At the TorchTech Share Fair in February, we had the opportunity to present an update on the DRSR project. Here is our poster, which describes the many services that are part of this effort. The fair was very well attended, with participation from across the University, and many visitors came by with questions about our services.

TorchTech ShareFair Poster 2017

 

DRSR Project Update for December 2016

The DRSR Project work continues to chug along!  This month our work is mostly focused in three areas: mountable storage, researcher workspaces, and the FDA (Faculty Digital Archive).

Mountable storage and researcher workspaces are both part of our Service Band 2 and can be thought of as “working storage.”  We’re working to get ready for a mountable storage pilot project, which will offer researchers:

  • Mountable network drives, available for researchers from their own computing environments
  • Fast, secure, shareable storage for in-process work, with some built-in applications
  • Connections to other parts of the storage environment, including HPC, workspaces, and publication environments.

You’ll be hearing more from us on this work in early Spring 2017!

Researcher workspaces, the second part of our current Service Band 2 work, will support individual and group work throughout research lifecycle and integrate with existing and future storage tools and applications.  To that end, we’ve launched an institutional version of the Open Science Framework (OSF), which is now available via NYU single sign-on (SSO).
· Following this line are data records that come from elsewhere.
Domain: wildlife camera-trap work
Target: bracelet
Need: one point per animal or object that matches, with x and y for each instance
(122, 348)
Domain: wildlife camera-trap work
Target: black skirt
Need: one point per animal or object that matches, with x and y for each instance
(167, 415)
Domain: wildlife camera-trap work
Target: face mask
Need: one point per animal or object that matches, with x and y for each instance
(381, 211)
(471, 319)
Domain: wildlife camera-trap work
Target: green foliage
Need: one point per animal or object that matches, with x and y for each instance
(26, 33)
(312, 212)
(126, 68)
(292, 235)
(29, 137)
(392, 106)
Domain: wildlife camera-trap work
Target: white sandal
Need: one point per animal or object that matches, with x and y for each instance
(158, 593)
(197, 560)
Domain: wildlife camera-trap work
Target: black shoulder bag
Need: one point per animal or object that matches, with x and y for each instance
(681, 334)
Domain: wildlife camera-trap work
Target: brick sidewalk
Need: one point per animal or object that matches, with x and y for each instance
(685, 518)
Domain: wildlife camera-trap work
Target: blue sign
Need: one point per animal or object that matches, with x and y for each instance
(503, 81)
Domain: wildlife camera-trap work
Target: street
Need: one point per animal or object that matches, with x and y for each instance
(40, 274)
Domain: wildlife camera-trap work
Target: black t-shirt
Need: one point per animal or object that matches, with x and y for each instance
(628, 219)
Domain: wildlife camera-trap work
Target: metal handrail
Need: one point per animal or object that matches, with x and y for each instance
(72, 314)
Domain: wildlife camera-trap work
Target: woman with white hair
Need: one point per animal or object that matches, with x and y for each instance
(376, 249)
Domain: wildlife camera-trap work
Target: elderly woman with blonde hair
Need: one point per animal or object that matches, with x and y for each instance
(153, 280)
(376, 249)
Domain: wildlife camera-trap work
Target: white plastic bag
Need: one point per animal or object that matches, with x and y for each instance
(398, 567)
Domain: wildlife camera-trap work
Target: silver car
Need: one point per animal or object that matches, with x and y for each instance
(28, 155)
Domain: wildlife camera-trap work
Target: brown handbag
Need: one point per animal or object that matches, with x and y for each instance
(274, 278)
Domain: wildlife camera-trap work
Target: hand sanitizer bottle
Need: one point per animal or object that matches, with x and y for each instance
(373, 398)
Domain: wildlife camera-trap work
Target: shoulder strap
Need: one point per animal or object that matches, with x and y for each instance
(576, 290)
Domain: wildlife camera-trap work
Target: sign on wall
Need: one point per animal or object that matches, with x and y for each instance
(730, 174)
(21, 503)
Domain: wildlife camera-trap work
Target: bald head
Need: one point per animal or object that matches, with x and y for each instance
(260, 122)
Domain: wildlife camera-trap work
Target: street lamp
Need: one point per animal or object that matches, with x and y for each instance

The DRSR project doesn’t only create new services; it also works to improve and connect existing services like our Faculty Digital Archive.  The FDA is part of Service Band 3, our research publication environment, and it was recently upgraded to allow for easier use, uploads, and discoverability/visibility of scholars’ work on the open web.  With this upgrade, the FDA now follows best standards for bit-level preservation and is file agnostic. It also allows scholars to comply with publication and grantor requirements on openness, data release and management, and persistent linking.  When the DRSR project is complete, the FDA will connect to other parts of the storage environment, including working storage and workspaces.